25th October 2018 3076 - Blog Posts

Anti-money laundering compliance is more important than ever, as cases of money laundering and financial crime continue to rise – in fact it was reported that investigations into money laundering leapt 12% last year*. Implementing adequate AML procedures can be an onerous task though, especially as regulations constantly evolve and become more stringent. In this blog article, we examine some of the barriers that firms face when implementing adequate AML procedures.

Volume and reliance on manual processes

As AML requirements get stricter, many firms are constrained by the sheer volume of tasks. This is often exemplified by an over-reliance on manual processes instead of the use of AML software. For example, many firms still rely on email for important document requests which creates longer processing times, increases the risk of identity fraud and doesn’t leave a clear structured audit trail. It can become particularly problematic if members of staff leave the company, and crucial documentation is stored on inactive email accounts. Using specialist AML compliance software, such as MaxComply, can aleviate many of these problems, providing a clear audit trail and cutting processing time sometimes by as much as 50-70%.

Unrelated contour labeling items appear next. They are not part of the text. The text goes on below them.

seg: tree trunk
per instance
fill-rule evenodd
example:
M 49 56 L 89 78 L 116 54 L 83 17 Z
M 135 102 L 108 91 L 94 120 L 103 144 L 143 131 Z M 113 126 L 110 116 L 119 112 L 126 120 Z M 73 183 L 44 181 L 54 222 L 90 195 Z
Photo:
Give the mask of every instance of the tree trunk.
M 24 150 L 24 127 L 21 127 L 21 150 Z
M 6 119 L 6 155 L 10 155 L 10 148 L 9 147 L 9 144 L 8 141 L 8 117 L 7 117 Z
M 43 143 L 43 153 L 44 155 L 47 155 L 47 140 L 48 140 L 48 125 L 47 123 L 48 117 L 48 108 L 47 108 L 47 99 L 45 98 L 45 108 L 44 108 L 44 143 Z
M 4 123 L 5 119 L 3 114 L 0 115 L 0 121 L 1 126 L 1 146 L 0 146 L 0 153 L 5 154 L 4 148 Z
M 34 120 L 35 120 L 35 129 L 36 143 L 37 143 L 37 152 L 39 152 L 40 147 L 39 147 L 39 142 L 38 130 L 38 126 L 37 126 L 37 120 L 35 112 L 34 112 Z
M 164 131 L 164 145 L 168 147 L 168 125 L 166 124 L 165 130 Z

Lack of clearly defined functions and designated responsibilities

Another barrier to implementing adequate AML procedures is a lack of suitably defined and documented processes. Firms should have a robust framework that is clearly outlined to support AML implementation. Setting up defined procedures, including risk assessment and case management tools which are standardised across regions and departments is crucial to ensure AML compliance. Many firms also hit a stumbling block because there is a lack of clarity in responsibilities in certain defined roles, such as onboarding. To ensure AML compliance runs smoothly, roles need to be designated to suitably qualified persons within the business. Alternatively, outsourcing AML compliance or the MLRO function to a firm like Lawson Conner can slash the regulatory burden and cut costs in the long run. Focusing on your daily business tasks can then be your priority.

Lack of compliance talent

There is a lack of compliance talent within the financial industry – in fact a recent survey of chief executives found that 69% are concerned about the compliance skills shortage. The rapid influx of regulatory change has contributed to the crisis and can be a real barrier to maintaining adequate AML procedures.  This can be partly negated by harnessing technology to automate routine tasks and leveraging compliance software to make AML procedures more efficient. Alternatively outsourcing all, or some, of the compliance function provides an opportunity to scale up when necessary – if demands suddenly grow, a compliance partner can provide an additional level of support without the need to laboriously hunt for extra staff to bolster an in-house function.

The increasing complexity of AML regulation

AML procedures are becoming increasingly complex and financial services firms need a robust infrastructure of cross-channel detection, and excellent data quality, especially since the advent of GDPR. The risk levels for each customer are also variable according to transaction type, which means AML procedures need continuous monitoring, which often poses as another barrier to adequate implementation.

At Lawson Conner, we provide leading compliance support, and specialise on reducing risk for our clients, leaving them free to focus on their core business activities. AML can be a time-consuming and costly process, but it is critical that it is conducted correctly.

* “Foreign Money Laundering inquiries to UK leap 12%” – The number of mutual legal assistance requests from overseas into the UK rose 12%, according to a report in the Financial Times 11.06.2017.